PDW is the “percentage of difficult words”, the number of words in the
text not found in Dale-Chall’s list of about 3000 familiar words:
http://countwordsworth.com/download/DaleChallEasyWordList.txt
Furthermore, if the percentage of difficult words is above 5%, then add 3.6365 to the score. Otherwise, keep the score as it is.
a. Document and write a procedure, compute-dale-chall-score, that takes three parameters:
And computes the Dale-Chall score from these statistics. Here is an example execution of the procedure:
> (compute-dale-chall-score 35 200 40)
6.64775
> (compute-dale-chall-score 25 100 18)
7.859555555555556
Experiment with your procedure using a variety of inputs to gain confidence that your procedure is implemented correctly.
This score can be then translated into a grade level for which the text is appropriate.

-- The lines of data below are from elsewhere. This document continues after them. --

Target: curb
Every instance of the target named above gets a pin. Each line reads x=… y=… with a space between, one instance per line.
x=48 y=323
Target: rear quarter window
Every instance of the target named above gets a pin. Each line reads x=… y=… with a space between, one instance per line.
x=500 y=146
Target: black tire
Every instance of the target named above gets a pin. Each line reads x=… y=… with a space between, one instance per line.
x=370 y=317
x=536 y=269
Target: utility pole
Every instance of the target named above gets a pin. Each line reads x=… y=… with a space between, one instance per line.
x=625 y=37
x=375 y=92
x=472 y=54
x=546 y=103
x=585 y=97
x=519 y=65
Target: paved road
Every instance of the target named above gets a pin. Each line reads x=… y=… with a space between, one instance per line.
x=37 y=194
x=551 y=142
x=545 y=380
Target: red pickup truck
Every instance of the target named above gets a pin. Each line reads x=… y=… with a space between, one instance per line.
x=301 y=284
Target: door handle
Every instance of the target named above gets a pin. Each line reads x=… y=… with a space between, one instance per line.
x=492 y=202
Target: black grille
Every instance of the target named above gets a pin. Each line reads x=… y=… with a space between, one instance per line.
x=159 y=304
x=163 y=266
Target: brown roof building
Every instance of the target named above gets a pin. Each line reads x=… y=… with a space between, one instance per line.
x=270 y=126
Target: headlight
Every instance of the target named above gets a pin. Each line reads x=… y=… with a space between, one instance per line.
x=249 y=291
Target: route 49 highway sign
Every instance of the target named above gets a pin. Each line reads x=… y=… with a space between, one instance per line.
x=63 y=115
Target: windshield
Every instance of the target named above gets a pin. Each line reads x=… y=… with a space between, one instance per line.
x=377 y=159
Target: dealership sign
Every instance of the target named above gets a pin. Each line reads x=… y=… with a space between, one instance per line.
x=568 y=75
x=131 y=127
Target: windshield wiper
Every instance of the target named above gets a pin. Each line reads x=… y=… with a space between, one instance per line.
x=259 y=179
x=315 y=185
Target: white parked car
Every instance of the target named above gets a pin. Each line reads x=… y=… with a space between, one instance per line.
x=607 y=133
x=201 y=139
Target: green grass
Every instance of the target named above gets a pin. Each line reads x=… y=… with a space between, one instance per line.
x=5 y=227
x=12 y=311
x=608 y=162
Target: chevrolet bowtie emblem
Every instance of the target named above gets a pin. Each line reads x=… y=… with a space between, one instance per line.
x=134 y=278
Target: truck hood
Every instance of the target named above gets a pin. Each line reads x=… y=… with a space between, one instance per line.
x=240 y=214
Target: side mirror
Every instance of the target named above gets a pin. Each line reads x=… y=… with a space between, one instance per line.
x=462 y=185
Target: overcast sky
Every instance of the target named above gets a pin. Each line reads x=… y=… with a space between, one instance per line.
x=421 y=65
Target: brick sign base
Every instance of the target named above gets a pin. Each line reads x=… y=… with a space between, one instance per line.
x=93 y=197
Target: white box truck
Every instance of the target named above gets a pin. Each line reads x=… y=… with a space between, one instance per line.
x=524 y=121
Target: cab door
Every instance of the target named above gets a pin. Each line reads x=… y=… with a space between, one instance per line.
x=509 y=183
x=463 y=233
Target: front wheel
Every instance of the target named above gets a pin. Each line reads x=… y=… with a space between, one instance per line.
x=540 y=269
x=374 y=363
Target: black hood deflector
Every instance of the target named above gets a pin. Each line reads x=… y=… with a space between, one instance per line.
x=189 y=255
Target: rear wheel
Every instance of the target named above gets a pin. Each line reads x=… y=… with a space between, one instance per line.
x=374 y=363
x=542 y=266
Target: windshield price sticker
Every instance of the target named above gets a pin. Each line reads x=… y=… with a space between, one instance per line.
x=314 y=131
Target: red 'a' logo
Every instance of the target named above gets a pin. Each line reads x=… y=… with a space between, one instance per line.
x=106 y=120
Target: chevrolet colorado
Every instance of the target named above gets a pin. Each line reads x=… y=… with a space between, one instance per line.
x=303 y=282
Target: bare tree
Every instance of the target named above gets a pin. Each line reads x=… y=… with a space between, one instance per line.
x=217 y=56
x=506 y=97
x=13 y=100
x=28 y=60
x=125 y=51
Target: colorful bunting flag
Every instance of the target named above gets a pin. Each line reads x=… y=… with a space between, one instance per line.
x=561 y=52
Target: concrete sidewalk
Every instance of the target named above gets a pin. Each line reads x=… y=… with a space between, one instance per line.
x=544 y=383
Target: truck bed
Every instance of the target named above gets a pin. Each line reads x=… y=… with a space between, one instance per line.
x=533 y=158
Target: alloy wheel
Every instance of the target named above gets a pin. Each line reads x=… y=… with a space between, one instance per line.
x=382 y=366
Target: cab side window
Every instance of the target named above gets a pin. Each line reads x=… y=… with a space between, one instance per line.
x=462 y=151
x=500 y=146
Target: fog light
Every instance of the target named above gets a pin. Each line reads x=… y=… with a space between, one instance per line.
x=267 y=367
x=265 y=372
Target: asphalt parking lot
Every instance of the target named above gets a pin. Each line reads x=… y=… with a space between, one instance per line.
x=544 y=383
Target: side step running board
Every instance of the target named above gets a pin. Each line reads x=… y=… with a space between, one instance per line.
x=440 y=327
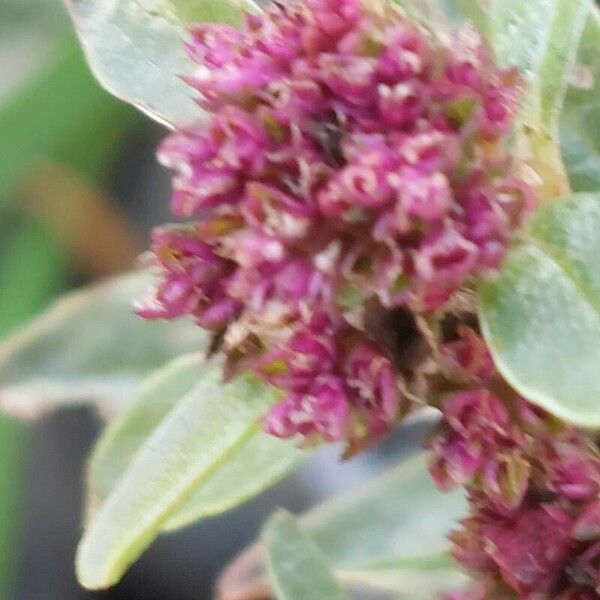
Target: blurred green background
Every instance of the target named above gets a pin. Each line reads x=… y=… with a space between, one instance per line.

The score-to-grade table from Wikipedia is given below:
4.9 or lower: "4th grade or lower"
5.0–5.9: "5th-6th grade"
6.0–6.9: "7th-8th grade"
7.0–7.9: "9th-10th grade"
8.0–8.9: "11th-12th grade"
9.0 or above: "13th-15th grade"
You should, of course, deal with the numbers that the table makes unclear. As is normal in our class, please use ranges like 5.0 (inclusive) to 6.0 (exclusive).

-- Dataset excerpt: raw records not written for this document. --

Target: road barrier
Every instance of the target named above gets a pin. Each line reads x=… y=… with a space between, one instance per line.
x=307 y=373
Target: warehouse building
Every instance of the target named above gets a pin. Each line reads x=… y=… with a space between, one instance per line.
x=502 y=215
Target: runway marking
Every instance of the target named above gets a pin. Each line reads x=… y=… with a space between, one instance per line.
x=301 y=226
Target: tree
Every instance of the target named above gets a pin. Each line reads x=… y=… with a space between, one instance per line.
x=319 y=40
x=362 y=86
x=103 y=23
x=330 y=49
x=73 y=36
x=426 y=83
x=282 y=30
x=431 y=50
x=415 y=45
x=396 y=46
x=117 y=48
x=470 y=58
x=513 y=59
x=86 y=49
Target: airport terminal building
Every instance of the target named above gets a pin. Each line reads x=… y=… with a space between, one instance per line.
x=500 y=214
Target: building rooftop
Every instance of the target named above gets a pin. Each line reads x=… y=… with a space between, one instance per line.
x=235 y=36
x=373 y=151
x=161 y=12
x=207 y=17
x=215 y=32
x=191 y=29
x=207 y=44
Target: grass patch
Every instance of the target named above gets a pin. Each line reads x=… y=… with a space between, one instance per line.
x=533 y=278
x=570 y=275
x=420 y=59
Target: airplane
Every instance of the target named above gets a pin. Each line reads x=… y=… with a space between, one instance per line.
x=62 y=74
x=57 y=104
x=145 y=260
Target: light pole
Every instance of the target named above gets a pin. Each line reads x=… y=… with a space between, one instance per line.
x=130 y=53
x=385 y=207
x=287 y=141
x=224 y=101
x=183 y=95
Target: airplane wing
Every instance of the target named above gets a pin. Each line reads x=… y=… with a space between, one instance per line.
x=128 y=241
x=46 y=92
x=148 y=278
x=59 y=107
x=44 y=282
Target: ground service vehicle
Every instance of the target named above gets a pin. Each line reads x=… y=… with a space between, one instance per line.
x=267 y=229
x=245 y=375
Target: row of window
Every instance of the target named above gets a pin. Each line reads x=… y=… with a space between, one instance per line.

less than 5.0: "4th grade or lower"
5.0 <= score < 6.0: "5th-6th grade"
6.0 <= score < 7.0: "7th-8th grade"
7.0 <= score < 8.0: "9th-10th grade"
8.0 <= score < 9.0: "11th-12th grade"
at least 9.0: "13th-15th grade"
b. Document and write a procedure, (score->grade score), that
takes a Dale-Chall score and returns the grade level corresponding
to the range that score falls under. Your function should return
the grade level as the strings given in the above table.
c. Come up with a set of short texts that will be useful for exploring Dale-Chall scores. If you email them to me, I’ll post them to the end of this document for others to use. Feel free to use other sources (with citation) such as novels, articles, etc. or try to write sensible sentences that target these grade levels.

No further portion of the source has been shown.